Last week someone called me the most optimistic dismal scientist she knew, that I could take the very same data someone else was presenting as a disaster in the making and somewhere in it find a glass that was half-full. At the risk of being accused of irrational exuberance, I’ll counter some of my own dire warnings by pointing to one encouraging sign in the labor market.

Between 2008 and 2013, the number of establishments in Maine with fewer than five employees fell by nearly 1,400 and the number of jobs offered by these small firms dropped by nearly 1,200. Glass half-empty.

But over the same period, the total wages paid by the small firms that did survive to the employees that did remain rose by nearly $38 million. As a result, the average weekly wage paid by such firms rose from $662 in 2008 to $758 in 2013. This was an increase of nearly 14 percent, more than double the 6 percent increase experienced nationwide for firms in the “fewer than five employees” category.

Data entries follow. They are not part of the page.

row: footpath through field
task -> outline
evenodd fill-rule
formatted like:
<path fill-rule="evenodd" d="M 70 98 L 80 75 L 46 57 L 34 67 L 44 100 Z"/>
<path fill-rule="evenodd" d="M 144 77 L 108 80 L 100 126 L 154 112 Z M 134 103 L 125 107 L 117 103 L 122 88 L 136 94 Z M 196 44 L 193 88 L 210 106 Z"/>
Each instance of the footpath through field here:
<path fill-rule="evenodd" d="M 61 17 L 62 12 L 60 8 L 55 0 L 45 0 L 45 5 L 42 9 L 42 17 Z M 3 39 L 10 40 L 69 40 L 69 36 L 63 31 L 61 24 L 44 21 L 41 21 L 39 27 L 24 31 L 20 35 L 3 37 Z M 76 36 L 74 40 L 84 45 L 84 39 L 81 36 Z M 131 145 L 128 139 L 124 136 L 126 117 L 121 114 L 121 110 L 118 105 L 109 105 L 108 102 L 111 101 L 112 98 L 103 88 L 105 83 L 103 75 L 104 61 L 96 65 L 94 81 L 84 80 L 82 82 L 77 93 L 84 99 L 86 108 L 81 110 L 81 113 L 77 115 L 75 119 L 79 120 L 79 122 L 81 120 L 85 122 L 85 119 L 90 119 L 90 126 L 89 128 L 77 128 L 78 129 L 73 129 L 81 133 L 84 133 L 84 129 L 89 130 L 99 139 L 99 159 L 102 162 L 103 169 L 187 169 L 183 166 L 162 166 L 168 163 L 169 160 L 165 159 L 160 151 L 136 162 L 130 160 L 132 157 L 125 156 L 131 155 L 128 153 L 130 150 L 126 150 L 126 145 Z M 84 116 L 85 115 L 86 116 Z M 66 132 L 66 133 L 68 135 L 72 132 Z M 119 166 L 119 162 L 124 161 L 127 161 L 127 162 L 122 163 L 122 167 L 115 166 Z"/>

Here, then, is the “glass half-full” side of the story: While the number of very small businesses in Maine dropped over the last five years and the number of people they employed fell, the average wages paid by the businesses who remained rose, and rose in Maine at a rate more than double the national average rate of growth for the “fewer than five employees” category. So the story is fewer but more competitive small businesses in Maine.

And this pattern of rising relative wages held true for the larger sized business categories as well. In the “5 to 9 employee” category, average weekly wages in Maine rose 8.8 percent over the period compared to 8.1 percent for the U.S. In the “10 to 49 employee” category, average weekly wages in Maine rose 8.5 percent, compared with 7.2 percent for the U.S. Indeed, the only business size category in Maine where average weekly wages rose less than their comparable U.S. cohort was the “100 to 249 employee” category.

In short, Maine’s labor market is working. We are inundated with dire news of our status as the “oldest state in the nation,” the rising tide of retiring baby boomers and the absence of young workers to replace those planning to retire. It is unsurprising, and indeed encouraging, therefore, to see that businesses as a group are responding by paying workers more. And this is a trend that will have to continue if Maine business is to thrive, indeed even survive.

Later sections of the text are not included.